In his latest column, focusing on various afflictions plaguing the American working class, David Brooks had this to say about gun control:
“It’s a culture [the American working class] that celebrates people who are willing to fight to defend their honor. This is something that progressives never get about gun control. They see a debate about mass murder, but for many people guns are about a family’s ability to stand up for itself in a dangerous world.”
I am a progressive, depending on how one defines the term. I also grew up largely as a part of, and certainly surrounded by, the American working class.
I can say with confidence there is nothing I don’t “get” where the enthusiasm for owning firearms is concerned, despite Brooks’ blunt and stereotypical accusation. Like many people who lean left as I do politically, I absolutely understand, and in most cases honor, the desire of individuals to protect themselves and their families. I would not seek to prevent Americans from owning firearms within common sense limitations, the details of which are beyond the scope of this piece.

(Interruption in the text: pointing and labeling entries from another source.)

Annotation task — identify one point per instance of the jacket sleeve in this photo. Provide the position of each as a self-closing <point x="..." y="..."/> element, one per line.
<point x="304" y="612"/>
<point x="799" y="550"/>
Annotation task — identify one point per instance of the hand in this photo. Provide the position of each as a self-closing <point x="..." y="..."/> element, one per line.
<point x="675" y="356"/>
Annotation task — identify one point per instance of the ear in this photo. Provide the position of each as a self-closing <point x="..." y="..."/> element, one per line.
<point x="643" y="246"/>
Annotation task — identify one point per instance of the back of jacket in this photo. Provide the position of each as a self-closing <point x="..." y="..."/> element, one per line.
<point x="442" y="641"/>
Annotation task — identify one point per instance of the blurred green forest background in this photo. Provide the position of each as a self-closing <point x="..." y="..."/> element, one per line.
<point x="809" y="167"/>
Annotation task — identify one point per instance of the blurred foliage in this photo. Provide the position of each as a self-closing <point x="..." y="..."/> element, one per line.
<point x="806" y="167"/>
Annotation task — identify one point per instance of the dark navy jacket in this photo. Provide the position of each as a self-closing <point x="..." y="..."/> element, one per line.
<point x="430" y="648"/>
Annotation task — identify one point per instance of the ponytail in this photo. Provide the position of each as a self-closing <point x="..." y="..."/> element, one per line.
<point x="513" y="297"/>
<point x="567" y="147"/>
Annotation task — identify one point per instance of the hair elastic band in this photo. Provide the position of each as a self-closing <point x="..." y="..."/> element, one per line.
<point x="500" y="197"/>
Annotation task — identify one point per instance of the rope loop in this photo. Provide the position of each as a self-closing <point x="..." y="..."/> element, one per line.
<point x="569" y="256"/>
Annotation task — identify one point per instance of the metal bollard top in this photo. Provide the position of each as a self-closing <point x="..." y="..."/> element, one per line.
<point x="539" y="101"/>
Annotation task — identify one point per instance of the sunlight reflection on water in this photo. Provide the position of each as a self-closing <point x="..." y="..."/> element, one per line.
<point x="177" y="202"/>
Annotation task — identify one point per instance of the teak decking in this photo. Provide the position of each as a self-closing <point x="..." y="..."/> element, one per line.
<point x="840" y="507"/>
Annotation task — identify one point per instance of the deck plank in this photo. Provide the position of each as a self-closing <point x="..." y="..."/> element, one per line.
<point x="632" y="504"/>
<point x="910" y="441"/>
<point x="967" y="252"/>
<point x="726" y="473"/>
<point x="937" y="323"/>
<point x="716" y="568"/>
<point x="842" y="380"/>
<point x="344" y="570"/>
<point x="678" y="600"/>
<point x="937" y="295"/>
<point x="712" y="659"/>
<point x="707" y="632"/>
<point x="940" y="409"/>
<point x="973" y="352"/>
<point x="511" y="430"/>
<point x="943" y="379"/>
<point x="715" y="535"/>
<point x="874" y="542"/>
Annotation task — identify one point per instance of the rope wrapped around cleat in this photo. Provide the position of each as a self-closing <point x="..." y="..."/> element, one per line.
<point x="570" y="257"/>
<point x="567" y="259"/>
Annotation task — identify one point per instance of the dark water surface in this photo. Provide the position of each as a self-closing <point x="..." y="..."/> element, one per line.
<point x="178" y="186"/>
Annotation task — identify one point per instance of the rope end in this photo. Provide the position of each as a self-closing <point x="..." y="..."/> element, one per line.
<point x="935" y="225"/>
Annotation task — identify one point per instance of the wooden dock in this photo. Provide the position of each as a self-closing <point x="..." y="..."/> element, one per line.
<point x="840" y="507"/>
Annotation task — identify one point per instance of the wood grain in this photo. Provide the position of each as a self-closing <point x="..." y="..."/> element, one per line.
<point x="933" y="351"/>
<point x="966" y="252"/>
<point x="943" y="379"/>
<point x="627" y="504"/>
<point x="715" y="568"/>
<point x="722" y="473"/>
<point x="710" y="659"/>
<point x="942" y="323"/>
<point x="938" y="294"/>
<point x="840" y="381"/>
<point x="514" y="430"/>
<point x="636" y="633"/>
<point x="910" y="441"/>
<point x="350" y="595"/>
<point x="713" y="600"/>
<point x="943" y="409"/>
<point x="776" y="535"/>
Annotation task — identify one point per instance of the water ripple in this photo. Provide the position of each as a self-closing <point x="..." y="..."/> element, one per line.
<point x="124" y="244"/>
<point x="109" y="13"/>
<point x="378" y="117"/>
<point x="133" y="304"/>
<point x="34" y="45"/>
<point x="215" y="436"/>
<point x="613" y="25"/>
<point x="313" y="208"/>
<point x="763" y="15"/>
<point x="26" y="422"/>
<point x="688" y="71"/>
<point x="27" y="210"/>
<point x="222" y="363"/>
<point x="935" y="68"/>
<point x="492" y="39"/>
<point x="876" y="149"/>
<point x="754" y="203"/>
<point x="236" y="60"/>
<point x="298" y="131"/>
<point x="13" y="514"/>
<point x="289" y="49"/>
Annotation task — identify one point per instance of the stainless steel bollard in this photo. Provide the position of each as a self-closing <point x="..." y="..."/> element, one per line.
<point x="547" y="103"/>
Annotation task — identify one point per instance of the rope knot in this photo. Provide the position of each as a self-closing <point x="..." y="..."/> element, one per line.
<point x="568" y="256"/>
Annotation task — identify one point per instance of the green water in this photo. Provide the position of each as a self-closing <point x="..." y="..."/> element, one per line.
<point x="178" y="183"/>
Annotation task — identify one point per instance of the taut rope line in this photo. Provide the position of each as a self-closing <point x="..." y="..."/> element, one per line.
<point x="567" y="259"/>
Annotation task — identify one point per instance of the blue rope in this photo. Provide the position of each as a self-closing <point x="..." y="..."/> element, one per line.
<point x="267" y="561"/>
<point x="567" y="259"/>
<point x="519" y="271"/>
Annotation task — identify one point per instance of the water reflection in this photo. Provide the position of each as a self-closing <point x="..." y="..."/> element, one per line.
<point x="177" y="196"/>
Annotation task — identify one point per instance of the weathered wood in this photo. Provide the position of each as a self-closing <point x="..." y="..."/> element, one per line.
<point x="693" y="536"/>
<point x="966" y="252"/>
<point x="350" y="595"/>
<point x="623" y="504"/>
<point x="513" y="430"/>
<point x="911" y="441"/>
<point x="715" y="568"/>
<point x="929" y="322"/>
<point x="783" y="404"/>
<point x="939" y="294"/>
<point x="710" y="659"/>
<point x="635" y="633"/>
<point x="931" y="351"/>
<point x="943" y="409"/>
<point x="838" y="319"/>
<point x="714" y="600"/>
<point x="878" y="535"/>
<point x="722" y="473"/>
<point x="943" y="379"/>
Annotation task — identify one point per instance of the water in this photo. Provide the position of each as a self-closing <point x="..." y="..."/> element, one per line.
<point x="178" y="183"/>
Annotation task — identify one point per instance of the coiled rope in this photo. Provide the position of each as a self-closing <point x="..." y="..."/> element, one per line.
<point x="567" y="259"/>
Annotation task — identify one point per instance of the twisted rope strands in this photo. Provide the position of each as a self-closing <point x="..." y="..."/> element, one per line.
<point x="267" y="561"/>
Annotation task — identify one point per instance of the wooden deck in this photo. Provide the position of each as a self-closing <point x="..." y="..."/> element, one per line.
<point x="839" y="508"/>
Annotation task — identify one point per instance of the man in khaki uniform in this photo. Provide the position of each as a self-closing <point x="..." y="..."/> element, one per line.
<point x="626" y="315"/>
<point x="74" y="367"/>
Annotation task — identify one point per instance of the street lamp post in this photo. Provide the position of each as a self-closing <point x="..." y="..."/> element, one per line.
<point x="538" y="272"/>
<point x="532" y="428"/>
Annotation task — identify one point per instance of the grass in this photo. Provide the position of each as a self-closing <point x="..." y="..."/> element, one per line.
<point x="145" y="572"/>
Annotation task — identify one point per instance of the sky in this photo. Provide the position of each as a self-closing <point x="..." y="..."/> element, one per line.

But please, David, don’t tell me I simply “don’t get” what guns are to the working class or anyone else. I do. What I also “get” is that, unfortunately, far too many of them (along with people in other demographic groups, like Donald Trump) are not plain-spoken, responsible men and women wanting to protect their families. Instead, they are gun fetishists who believe- with adolescent naivety and emotion-driven fantasy- that guns are shields and not swords. With inattention to facts and utter blindness to human experience, they nevertheless assert that that arming everyone, everywhere, is the answer to preventing the kind gun violence that, in fact, stems from the proliferation of those very same guns.